En concreto, estas aleaciones presentan un índice de amortiguamiento muy superior en nanotamaños que en dimensiones macroscópicas. En pocos milisegundos, estas aleaciones adquieren unas excelentes propiedades de “ultra-alto amortiguamiento” que las convierten en materiales ideales para eliminar las vibraciones o impactos a nano-escala en sensores y detectores.

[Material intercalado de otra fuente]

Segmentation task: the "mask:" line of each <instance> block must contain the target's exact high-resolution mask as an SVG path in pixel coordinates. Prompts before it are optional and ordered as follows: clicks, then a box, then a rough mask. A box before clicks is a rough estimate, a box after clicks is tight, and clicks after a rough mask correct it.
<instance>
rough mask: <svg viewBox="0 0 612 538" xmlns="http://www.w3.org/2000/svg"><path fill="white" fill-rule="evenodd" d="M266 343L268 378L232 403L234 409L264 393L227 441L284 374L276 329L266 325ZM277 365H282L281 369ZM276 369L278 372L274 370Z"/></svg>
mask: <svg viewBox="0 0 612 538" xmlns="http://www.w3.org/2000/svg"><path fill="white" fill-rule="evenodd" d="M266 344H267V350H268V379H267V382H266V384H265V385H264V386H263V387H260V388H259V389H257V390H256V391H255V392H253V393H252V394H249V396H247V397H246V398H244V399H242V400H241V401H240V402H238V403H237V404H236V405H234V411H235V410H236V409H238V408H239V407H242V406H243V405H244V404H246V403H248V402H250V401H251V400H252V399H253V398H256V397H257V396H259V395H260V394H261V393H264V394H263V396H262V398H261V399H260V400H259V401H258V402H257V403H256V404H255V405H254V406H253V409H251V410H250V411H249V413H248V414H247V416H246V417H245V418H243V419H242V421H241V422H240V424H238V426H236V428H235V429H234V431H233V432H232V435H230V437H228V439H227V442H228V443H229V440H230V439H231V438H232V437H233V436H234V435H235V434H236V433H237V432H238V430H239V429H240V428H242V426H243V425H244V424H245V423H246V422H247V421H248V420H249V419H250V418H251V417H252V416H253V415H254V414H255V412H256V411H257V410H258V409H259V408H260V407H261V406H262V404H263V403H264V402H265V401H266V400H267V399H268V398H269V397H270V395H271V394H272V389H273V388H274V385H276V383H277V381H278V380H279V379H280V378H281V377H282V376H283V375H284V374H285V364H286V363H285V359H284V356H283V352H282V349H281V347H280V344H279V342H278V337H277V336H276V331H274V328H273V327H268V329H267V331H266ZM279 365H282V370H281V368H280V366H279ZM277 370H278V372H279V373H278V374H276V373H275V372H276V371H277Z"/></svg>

La aplicación práctica de esta característica permitirá crear microsensores y microdispositivos más sensibles para ser utilizados en biomedicina, pero también en aeronáutica o robótica (disciplinas donde las aleaciones de materiales con memoria de forma tienen una fuerte implantación), automoción (frenos ABS mucho más precisos y duraderos) o electrodomésticos (lavadoras con un centrifugado más estable y silencioso).
Este hallazgo del equipo internacional dirigido por el catedrático de la UPV/EHU José María San Juan, ha sido publicado en la revista científica ‘Nature Nanotechnology’ -la publicación mundial más importante en su especialidad- bajo el título ‘Nanoscale shape-memory alloys for ultrahigh mechanical damping’ (Ultra alto amortiguamiento mecánico a nano-escala en aleaciones con memoria de forma).